Oracle Corporation (NASDAQ: ORCL), while not quite Magnificent Seven material, the company has been a fighter to maintain its position among the cloud technology giants such as Microsoft Corporation (NASDAQ: MSFT) and Amazon.com Inc. (NASDAQ: AMZN).
A solid set of results after the market close on Monday have set the stock up for a 13% pop on Tuesday.
Forecast-beating results are pleasing for markets. But a super-confident outlook report is worth so much more.
The company spoke of "hypergrowth" in its Gen2 cloud infrastructure business. "We expect to continue receiving large contracts reserving cloud infrastructure capacity because the demand... substantially exceeds supply," said CEO Safra Catz.
The company added that it was opening new and expanding existing cloud datacenters "very rapidly."
Oracle, founded in 1977 by Larry Ellison, Bob Miner and Ed Oates, specialized early on in developing databases, and by the time of its initial public offering in 1986, the company's flagship product Oracle Database was already running on Microsoft's flagship offering MS-DOS.
Analyst Reaction
Analysts were upbeat about the performance of Oracle in the fourth quarter. Raimo Lenschow at Barclays Investment Bank maintained an Overweight rating on the stock and raised the target price from $140 from to $147.
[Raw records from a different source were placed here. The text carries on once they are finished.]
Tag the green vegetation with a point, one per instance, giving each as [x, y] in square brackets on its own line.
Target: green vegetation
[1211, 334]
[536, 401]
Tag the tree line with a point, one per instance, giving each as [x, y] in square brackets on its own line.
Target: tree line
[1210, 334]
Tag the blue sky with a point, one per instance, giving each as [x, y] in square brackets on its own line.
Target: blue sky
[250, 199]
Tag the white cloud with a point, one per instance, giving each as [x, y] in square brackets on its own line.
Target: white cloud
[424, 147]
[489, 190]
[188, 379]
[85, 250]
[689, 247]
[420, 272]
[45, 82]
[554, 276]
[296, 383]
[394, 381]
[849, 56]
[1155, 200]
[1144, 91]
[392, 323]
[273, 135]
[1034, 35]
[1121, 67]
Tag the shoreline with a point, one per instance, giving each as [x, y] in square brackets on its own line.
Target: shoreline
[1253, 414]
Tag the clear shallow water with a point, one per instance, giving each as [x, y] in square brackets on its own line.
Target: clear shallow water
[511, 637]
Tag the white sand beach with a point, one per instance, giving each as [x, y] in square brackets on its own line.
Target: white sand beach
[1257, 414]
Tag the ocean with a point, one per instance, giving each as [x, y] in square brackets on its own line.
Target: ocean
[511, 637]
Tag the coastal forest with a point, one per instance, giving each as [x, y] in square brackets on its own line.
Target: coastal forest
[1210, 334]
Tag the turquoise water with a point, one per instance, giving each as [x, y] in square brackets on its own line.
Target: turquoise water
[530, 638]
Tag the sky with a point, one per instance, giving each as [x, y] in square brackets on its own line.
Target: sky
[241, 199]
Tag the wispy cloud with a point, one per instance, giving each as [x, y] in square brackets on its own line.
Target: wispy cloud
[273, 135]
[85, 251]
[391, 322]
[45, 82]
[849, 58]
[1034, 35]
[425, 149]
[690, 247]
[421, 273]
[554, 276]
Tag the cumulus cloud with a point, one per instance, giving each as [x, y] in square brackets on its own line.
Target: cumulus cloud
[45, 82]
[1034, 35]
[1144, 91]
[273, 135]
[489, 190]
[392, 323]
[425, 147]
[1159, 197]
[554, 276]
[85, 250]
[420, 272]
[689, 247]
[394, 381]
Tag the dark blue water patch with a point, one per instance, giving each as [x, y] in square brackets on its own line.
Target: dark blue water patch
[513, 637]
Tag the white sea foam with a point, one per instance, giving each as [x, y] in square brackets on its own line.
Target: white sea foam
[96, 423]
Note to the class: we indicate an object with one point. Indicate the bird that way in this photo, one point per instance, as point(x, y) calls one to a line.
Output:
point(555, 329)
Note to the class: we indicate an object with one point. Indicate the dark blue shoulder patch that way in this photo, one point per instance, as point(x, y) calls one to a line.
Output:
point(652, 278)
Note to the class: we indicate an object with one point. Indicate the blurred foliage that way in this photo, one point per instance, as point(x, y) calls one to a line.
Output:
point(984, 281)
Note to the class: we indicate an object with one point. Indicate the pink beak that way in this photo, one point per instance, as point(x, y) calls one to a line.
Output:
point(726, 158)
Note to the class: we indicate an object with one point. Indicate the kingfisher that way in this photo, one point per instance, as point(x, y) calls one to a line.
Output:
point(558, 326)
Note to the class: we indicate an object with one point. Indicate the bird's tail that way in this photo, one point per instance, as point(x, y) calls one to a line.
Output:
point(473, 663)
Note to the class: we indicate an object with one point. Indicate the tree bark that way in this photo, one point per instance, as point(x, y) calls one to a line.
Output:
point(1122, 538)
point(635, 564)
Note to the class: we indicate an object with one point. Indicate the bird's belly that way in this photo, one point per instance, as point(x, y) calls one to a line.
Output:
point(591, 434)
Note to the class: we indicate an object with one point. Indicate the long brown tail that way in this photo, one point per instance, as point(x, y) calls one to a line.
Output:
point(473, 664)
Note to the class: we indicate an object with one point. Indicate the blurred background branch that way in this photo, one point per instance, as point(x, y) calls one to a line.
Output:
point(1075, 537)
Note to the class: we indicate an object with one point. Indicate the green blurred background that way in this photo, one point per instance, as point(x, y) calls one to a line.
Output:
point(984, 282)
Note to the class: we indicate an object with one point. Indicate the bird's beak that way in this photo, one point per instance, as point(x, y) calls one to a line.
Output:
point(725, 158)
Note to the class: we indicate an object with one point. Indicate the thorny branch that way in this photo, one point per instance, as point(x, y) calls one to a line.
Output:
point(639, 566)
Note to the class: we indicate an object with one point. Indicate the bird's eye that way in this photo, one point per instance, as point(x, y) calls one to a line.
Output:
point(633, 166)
Piper Sandler analyst Brent Bracelin maintained an Overweight rating and raised the price target from $122 to $140.
Brent Thill at Jefferies reiterated a Buy rating on the stock and raised the target price from $145 to $150, noting improving trends in cloud infrastructure and demand for artificial intelligence (AI) workloads.
Partnerships With Big Tech
Indeed, Oracle partnered with AI-processing equipment giant Nvidia Corporation (NASDAQ: NVDA), announcing last year that Nvidia would be running its strategic AI application on the new Oracle Cloud Infrastructure Supercluster - a supercomputer that offers cloud services at massive scale.
"This is a critical capability as more and more organizations require computing resources for their unique AI use cases," said Clay Magouyrk, executive vice president for the project.
Oracle also formed a partnership with Microsoft in 2019 pairing up Oracle Cloud with Microsoft Azure to allow customers of both companies to store data on both cloud platforms, running software through either Oracle or Azure.
Thus, Oracle has placed itself strategically among the Magnificent Seven stocks, yet without the same level of market scrutiny these mega-caps come under from investors every time the market sees a hint of selling.
And, with a price to earnings ratio of just 30, there are few analysts who are likely to call this an overvalued stock compared, for example with Nvidia's P/E of 70.